Her statements were translated from Spanish.
Kwai-Ling Hong, an 80-year-old resident who’d lived in Alhambra for over three decades, was struck and killed by a minivan on Jan 7.
For the Hong family, this was not just a tragedy, but also the start of a series of frustrating dealings with local law enforcement.
George Hong, son of Kwai-Ling Hong, said his family initially had to rely on the internet to learn of their father’s death, not local authorities.
On the day of the incident, members of the Hong family grew worried when Kwai-Ling did not return from a routine walk. George’s wife noticed a crime scene investigation near Kwai-Ling’s home, and approached officers to give a description of her father-in-law. An officer implied that the description matched that of the victim on the scene, and told the Hong family to wait to be contacted by authorities. “They told us that a police officer would come by the house to talk to us,” said George. The Hong family waited through the night but no one came. After reading online that his father was involved in the incident, George Hong called the Monterey Park Police Department and got confirmation that his father had died.
It was difficult for the family to get further information because, according to George, the detective assigned to the case was off-duty from Friday through Sunday; the incident happened on a Thursday. George said he doesn’t understand why some of the caseload wasn’t passed to someone who was readily available. “It felt like the whole investigation came to a halt until Monday,” said George. “Overall I thought it could have been handled better at the start of the investigation.”
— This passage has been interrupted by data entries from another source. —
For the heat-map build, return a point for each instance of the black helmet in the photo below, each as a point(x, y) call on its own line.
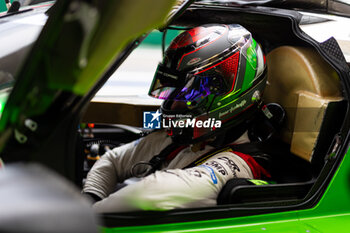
point(217, 72)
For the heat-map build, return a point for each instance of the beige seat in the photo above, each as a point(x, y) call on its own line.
point(304, 84)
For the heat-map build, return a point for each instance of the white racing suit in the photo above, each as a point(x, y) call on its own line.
point(172, 186)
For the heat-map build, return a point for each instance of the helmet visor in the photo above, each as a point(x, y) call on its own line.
point(185, 87)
The Source asked MPPD Detective Robert Julian, who was assigned to the case, why the MPPD hadn’t contacted the Hong family on the day of the incident. He said he couldn’t comment on the matter.
“The case is still under investigation. It will be sent to the [district attorney] once it’s over,” said Julian.
The MPPD is in charge of the investigation because Hong was struck in Monterey Park before being dragged into Alhambra. The driver has been identified by EGP News
as 33-year-old, Alhambra resident Cecilia Morales de Toledo. De Toledo’s minivan struck Hong at the intersection of Hellman and Hathaway Avenues. She allegedly kept driving for a half mile until she reached home. Investigators said the driver appeared to not know that Hong had been dragged by the vehicle. No arrests or citations were made at the time of the incident.
At an Alhambra City Council meeting on Feb 8, Kwai-Ling Hong’s family and neighbors revealed more of their frustration. They alleged that de Toledo’s car was returned to her after it was taken in for investigation, and that she was still driving the vehicle. Moreover, they claimed they heard rumors that de Toledo didn’t have a license, even at the time of the incident. “As a resident of Alhambra, I’m concerned that the person who did this will go unpunished,” Catherine Hennigan told the city council.
Police Chief Mark Yokoyama spoke with the concerned parties and informed them to contact the Alhambra Police Department if de Toledo was seen driving again. On Feb 9, a resident contacted the APD and said that de Toledo was driving her minivan. Officers stopped her at the intersection of Fremont and Commonwealth and found that she did not have a license. She was given a citation and her car was impounded for 30 days. Authorities said that de Toledo had never been issued a license in the past.
The MPPD was alerted of the citation, according to Sergeant Gerald Johnson of the APD. “What relevance this will have for their investigation, that I don’t know at the moment,” said Johnson.
George Hong said that he calls the MPPD every week to get updates on the case. Reminiscing about his father, George described a man who was an active figure in the community. “He was very sociable in a way,” said George. “He says ‘Hi’ to everyone when he walks in the neighborhood.” He said that Kwai-Ling was a worldy man who'd once studied in Tokyo. Kwai-Ling also kept ties with Taiwan, the country from which he’d immigrated. “Him and his friends started a Taiwanese association. He even flew back to Taiwan to vote in important elections,” said George.
The Source is currently trying to get a statement from de Toledo.